One note about the “tax-collector” is Culturally, they functioned more like toll-collectors at city gates or on prominent roadways collecting the “tax” of traders bringing external goods into the city. The general cultural feeling towards them was one of hate. This was because these collectors provided a service on behalf of Rome; they worked for the Roman’s and were regarded as traitors and along with prostitutes they were despised and regarded as sinners.
The parable sets up a comparison of two sons. One who says he will do what his father asks, but doesn't, with one who says he won't, but does. For every individual who hears this parable the comparison helps them (forces them) to ask the question, Which one am I? Am I the son who presents himself as obedient while actually only paying lip service, or am I the daughter who to all appearances is disobedient but in the end does what is needed? Which am I? Which are you?

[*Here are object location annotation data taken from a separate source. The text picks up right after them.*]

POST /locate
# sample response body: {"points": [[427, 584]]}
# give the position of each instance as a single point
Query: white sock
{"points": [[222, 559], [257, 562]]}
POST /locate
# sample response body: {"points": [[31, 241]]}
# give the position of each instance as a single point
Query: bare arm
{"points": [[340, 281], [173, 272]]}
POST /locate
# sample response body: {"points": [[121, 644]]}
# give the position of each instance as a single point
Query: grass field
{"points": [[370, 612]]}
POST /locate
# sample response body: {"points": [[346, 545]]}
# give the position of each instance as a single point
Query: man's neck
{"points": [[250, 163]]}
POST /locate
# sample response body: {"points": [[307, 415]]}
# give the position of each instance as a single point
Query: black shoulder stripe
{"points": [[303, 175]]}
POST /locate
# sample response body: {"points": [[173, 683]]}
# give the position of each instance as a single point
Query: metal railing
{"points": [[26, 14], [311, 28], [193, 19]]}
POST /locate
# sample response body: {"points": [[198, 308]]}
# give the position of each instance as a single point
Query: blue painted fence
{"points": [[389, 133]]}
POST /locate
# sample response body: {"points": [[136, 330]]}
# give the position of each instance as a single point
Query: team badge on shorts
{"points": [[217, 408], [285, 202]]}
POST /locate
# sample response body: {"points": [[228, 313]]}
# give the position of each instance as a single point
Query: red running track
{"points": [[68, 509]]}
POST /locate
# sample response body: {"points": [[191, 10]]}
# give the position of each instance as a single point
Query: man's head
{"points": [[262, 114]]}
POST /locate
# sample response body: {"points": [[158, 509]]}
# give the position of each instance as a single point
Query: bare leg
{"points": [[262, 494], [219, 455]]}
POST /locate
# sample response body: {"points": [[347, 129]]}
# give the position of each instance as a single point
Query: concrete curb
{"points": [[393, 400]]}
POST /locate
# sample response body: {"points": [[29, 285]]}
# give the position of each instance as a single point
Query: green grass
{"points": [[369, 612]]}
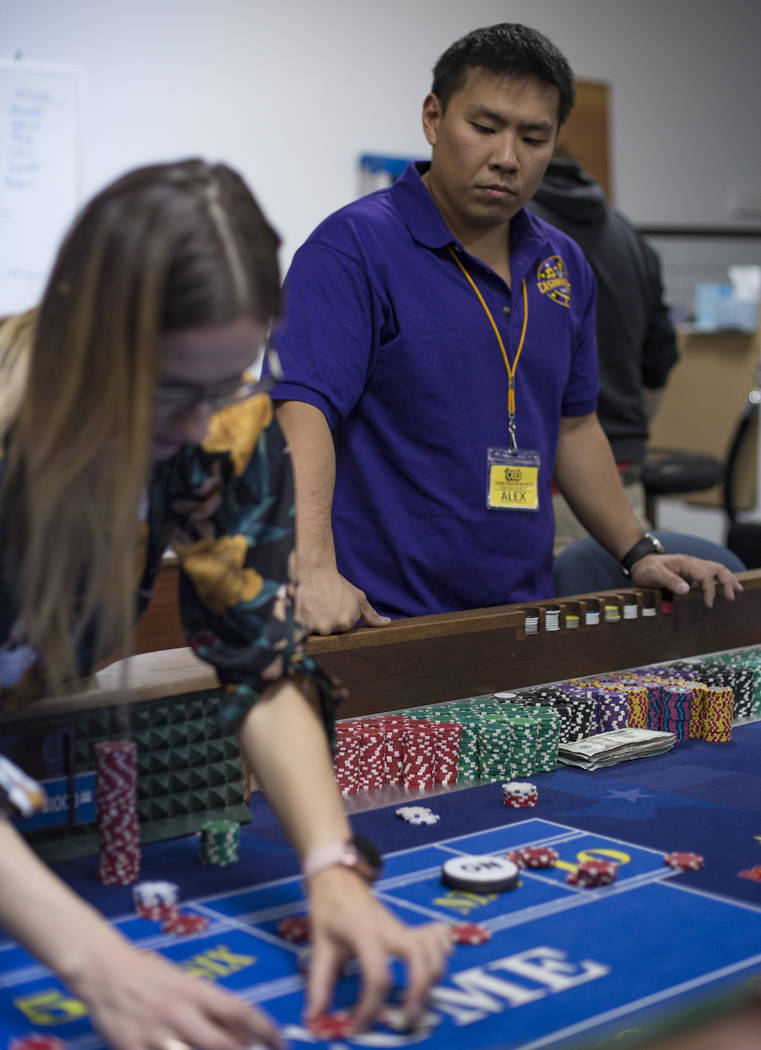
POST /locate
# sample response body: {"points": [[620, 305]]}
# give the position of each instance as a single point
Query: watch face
{"points": [[368, 855], [657, 545]]}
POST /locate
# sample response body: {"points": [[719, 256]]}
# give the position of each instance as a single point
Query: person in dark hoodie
{"points": [[636, 342]]}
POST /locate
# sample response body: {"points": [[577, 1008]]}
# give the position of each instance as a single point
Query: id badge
{"points": [[512, 479]]}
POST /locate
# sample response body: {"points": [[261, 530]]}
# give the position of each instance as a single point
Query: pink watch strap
{"points": [[329, 855]]}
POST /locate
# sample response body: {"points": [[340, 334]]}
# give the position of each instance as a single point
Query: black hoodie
{"points": [[636, 343]]}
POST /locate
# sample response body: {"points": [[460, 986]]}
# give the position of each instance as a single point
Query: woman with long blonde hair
{"points": [[133, 426]]}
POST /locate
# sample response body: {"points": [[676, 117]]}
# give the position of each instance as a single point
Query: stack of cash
{"points": [[619, 746]]}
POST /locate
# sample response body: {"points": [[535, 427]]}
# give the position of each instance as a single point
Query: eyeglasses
{"points": [[182, 398]]}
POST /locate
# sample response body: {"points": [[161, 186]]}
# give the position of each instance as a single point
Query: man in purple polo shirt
{"points": [[441, 365]]}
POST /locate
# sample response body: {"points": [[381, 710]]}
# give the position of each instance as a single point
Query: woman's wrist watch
{"points": [[357, 854], [649, 544]]}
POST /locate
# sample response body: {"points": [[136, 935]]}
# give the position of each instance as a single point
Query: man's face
{"points": [[490, 147]]}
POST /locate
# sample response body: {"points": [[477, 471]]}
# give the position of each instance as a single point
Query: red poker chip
{"points": [[297, 929], [533, 857], [184, 924], [683, 861], [36, 1041], [332, 1026], [469, 932]]}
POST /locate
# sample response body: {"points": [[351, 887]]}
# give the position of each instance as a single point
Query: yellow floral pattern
{"points": [[217, 570], [236, 427]]}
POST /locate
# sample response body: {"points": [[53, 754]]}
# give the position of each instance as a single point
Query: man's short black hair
{"points": [[507, 47]]}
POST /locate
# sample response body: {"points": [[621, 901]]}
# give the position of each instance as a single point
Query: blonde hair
{"points": [[16, 335], [164, 248]]}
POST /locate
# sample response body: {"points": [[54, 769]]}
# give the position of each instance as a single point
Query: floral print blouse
{"points": [[227, 508]]}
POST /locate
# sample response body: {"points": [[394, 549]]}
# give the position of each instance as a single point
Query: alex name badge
{"points": [[512, 480]]}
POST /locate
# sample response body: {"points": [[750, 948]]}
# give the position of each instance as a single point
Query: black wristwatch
{"points": [[649, 544]]}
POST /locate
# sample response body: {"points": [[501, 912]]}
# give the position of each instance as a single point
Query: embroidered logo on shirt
{"points": [[552, 280]]}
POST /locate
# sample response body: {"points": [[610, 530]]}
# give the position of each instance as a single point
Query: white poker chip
{"points": [[519, 788], [480, 874], [417, 815]]}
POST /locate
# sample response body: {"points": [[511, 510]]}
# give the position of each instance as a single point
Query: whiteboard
{"points": [[40, 173]]}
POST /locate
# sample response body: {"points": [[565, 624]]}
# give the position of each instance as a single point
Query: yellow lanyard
{"points": [[510, 369]]}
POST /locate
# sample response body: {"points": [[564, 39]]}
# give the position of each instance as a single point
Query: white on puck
{"points": [[480, 874]]}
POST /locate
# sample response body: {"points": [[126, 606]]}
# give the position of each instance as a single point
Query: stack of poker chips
{"points": [[419, 760], [219, 842], [155, 900], [117, 807], [520, 795], [678, 701], [716, 726], [371, 744], [416, 753], [575, 714]]}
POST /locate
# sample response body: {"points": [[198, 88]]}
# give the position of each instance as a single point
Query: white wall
{"points": [[291, 91]]}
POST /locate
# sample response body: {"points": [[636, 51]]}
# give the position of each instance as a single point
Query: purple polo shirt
{"points": [[384, 335]]}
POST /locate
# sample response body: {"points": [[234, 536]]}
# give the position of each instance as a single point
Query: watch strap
{"points": [[647, 544]]}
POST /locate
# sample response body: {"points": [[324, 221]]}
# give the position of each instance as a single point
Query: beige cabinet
{"points": [[702, 402]]}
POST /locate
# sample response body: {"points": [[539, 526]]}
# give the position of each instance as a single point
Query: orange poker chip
{"points": [[37, 1041], [683, 861], [182, 925], [533, 857], [297, 929]]}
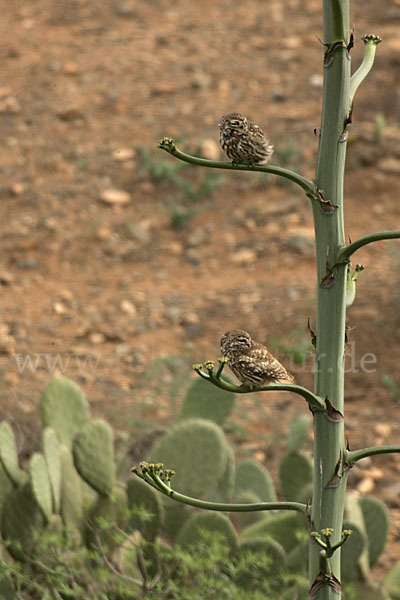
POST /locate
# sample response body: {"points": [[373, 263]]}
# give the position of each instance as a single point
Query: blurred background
{"points": [[120, 266]]}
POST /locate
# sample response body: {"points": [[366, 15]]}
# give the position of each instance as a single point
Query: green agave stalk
{"points": [[332, 460]]}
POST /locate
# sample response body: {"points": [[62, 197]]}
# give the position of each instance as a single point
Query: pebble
{"points": [[244, 256], [123, 154], [196, 237], [128, 307], [114, 196], [70, 114]]}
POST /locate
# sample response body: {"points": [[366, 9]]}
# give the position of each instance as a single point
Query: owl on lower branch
{"points": [[242, 141], [251, 361]]}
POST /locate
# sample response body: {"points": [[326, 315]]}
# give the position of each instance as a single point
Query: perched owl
{"points": [[250, 361], [242, 141]]}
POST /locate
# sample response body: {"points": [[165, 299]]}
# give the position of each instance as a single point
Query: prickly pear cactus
{"points": [[196, 450], [71, 491], [51, 451], [146, 512], [253, 477], [21, 517], [295, 472], [104, 518], [175, 516], [286, 528], [268, 560], [5, 484], [63, 406], [191, 532], [9, 455], [40, 483], [247, 518], [93, 452], [392, 581], [354, 556], [206, 401], [377, 525]]}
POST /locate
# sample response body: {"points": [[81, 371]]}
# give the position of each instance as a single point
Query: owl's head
{"points": [[235, 342], [234, 121]]}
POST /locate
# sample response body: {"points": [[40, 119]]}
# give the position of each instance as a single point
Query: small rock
{"points": [[193, 256], [196, 237], [140, 231], [126, 9], [71, 68], [27, 263], [190, 319], [209, 148], [114, 196], [7, 343], [244, 256], [97, 338], [174, 247], [123, 154], [59, 308], [6, 278], [128, 308], [201, 80]]}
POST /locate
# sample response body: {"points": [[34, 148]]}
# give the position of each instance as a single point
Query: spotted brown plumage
{"points": [[251, 361], [243, 141]]}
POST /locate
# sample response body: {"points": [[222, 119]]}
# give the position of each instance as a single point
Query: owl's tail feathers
{"points": [[287, 379]]}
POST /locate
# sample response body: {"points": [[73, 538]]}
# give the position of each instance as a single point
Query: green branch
{"points": [[353, 457], [346, 252], [371, 41], [314, 401], [159, 478], [168, 145]]}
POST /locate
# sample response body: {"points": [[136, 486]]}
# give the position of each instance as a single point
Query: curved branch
{"points": [[353, 457], [152, 474], [168, 145], [371, 41], [316, 402], [346, 252]]}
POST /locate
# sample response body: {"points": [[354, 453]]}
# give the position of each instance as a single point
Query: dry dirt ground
{"points": [[103, 283]]}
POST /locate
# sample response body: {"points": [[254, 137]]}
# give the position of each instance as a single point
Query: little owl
{"points": [[242, 141], [250, 361]]}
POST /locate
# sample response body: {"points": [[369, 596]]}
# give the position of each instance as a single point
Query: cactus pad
{"points": [[21, 518], [253, 477], [40, 484], [63, 406], [295, 472], [226, 484], [51, 451], [105, 516], [9, 455], [377, 524], [94, 456], [196, 450], [191, 532], [298, 431], [71, 491], [284, 528], [206, 401], [145, 508]]}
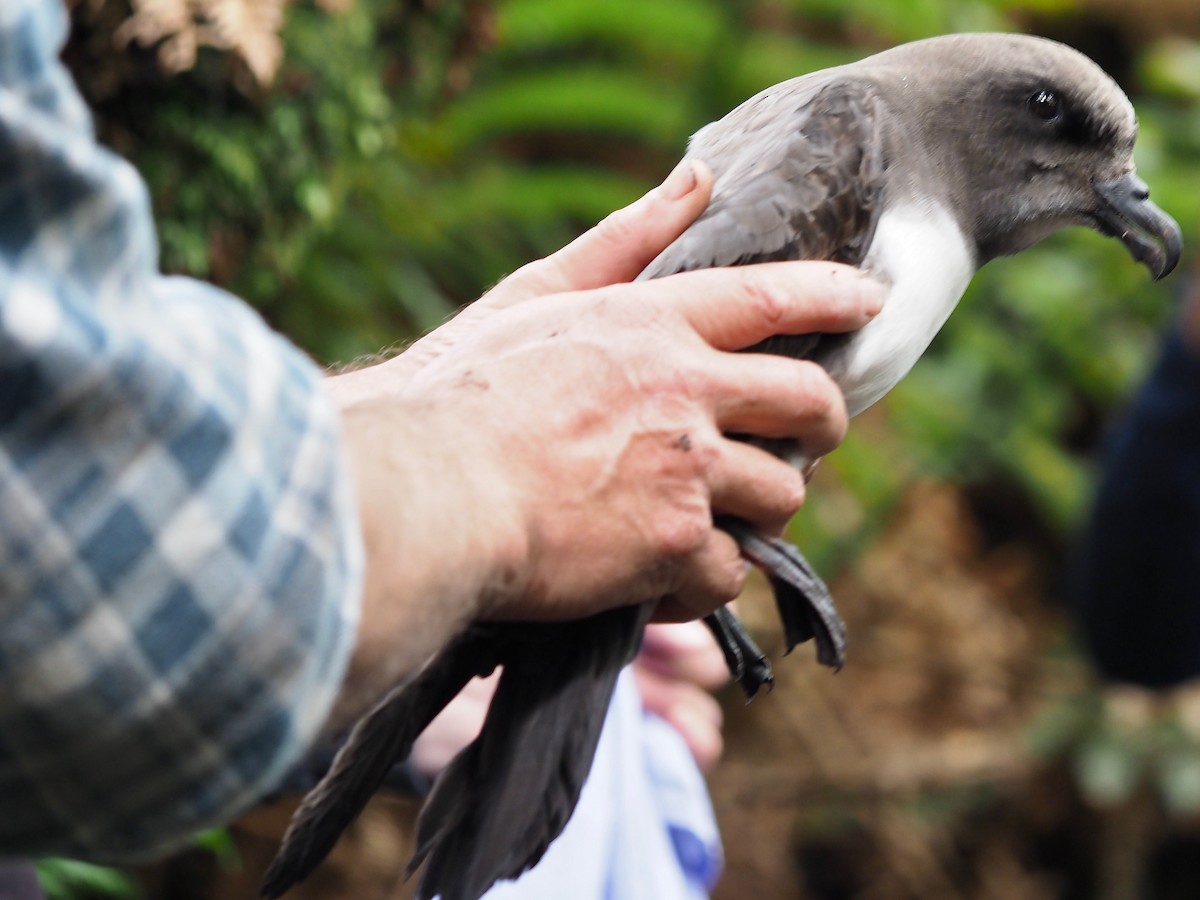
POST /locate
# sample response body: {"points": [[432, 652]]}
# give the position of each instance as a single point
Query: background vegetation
{"points": [[402, 155]]}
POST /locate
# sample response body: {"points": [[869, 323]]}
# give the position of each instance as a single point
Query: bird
{"points": [[918, 165]]}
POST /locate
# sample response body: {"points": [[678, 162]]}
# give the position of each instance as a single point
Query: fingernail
{"points": [[681, 181]]}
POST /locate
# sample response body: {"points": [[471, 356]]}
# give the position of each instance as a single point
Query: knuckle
{"points": [[762, 299], [618, 228], [679, 534], [822, 400], [791, 495]]}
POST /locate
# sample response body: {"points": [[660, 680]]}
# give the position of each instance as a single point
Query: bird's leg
{"points": [[748, 665], [804, 601]]}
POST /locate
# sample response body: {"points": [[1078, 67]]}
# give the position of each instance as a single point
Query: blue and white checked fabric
{"points": [[180, 563]]}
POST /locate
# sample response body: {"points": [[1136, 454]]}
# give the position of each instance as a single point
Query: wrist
{"points": [[439, 537]]}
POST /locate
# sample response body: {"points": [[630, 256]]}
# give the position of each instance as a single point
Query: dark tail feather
{"points": [[748, 664], [381, 739], [804, 603], [505, 797]]}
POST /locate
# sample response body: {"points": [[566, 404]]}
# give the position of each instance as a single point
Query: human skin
{"points": [[559, 448]]}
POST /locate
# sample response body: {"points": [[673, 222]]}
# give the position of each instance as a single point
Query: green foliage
{"points": [[403, 163], [72, 880]]}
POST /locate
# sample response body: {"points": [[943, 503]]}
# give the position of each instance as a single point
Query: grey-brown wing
{"points": [[798, 174]]}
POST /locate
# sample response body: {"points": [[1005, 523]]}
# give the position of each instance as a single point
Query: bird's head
{"points": [[1038, 138]]}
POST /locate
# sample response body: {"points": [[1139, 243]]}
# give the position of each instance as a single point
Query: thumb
{"points": [[621, 246]]}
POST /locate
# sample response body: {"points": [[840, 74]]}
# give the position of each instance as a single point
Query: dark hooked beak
{"points": [[1123, 210]]}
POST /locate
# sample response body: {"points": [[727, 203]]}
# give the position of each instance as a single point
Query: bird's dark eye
{"points": [[1044, 105]]}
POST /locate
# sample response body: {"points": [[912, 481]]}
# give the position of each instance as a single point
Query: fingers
{"points": [[685, 652], [690, 711], [737, 307], [750, 484], [621, 246], [712, 576], [778, 397]]}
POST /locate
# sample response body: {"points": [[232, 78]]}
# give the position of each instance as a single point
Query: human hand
{"points": [[497, 456], [676, 671]]}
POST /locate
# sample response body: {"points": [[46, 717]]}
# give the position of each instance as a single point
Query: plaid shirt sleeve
{"points": [[180, 563]]}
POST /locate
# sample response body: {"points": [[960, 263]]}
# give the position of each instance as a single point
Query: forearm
{"points": [[437, 541]]}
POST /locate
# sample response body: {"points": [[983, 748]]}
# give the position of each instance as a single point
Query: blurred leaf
{"points": [[73, 880], [1108, 771]]}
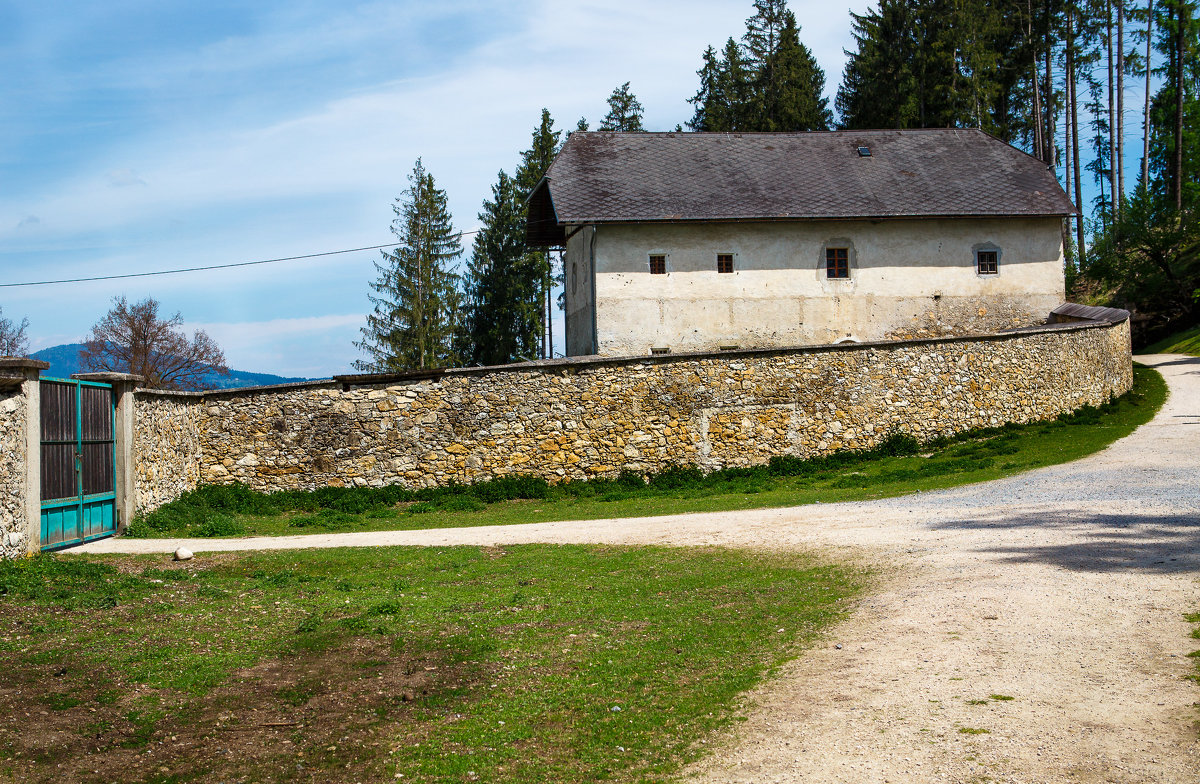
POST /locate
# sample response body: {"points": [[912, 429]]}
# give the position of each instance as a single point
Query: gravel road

The word “obedience” is often related to the word “authority” But I think we can misunderstand the word “authority” and assume that authority comes from outside a person that it is given to them by their circumstances like their status and reputation, credentials, expertise, years of education, successes and accomplishments. When I was growing up I was a rebellious child and teenager, I failed to recognise my mother’s, teacher’s and generally all adult authority as anything but a threat to my liberty and individual right to say and do what I wanted. I remember even as a small child being reprimanded and thinking “ why are they talking to me like a child?”
And I wonder how many of us have ever heard ourselves say:
“Who do you think you are?” What gives you the right to tell me what to do?” Or have you ever said “ You’re not my boss!” ? These statements represent some of our usual ways of understanding authority. We don’t always like someone else teaching us, correcting us or telling us what to do. This can also be heard in the challenge of the priests and elders to Jesus, “By what authority are you doing these things, and who gave you this authority?”.
We see it in the refusal of the two sons to go to the vineyard. However, there is another understanding of authority at play in today’s gospel and that is our failure and sometimes refusal to recognise, claim and exercise the authority within us; to go to the vineyard.
In this parable Jesus is not only teaching us about the dangers of hypocrisy but also reminds us that God is calling us into a relationship with Him. Not because He is some harsh, strict power wielding God of retribution. But, because we are His beloved, He calls us by name, He calls us His own. The father in this story represents God and his sons represent those of us who say we are doing the Father’s will but are not and those of who refuse to do His will but then change their mind. The emphasis is on the son who says no but then changes his mind. This pleases God more than anything. Actions speak louder than words. We are reminded in Luke 15-17 that there is “more rejoicing in heaven over one sinner who repents than over ninety-nine righteous persons who need no repentance”
Jesus' parable is, in the end, is a challenge. It asks us how we will respond to the truth of the gospel -- will we change our mind and believe? Or Will we be the daughter who pretends obedience or the son who turns around and responds to God’s call? Ultimately this passage is good news. It is good news for both camps of people. It reminds us that it is never too late to change, to turn around and respond to His divine invitation to abide in Him.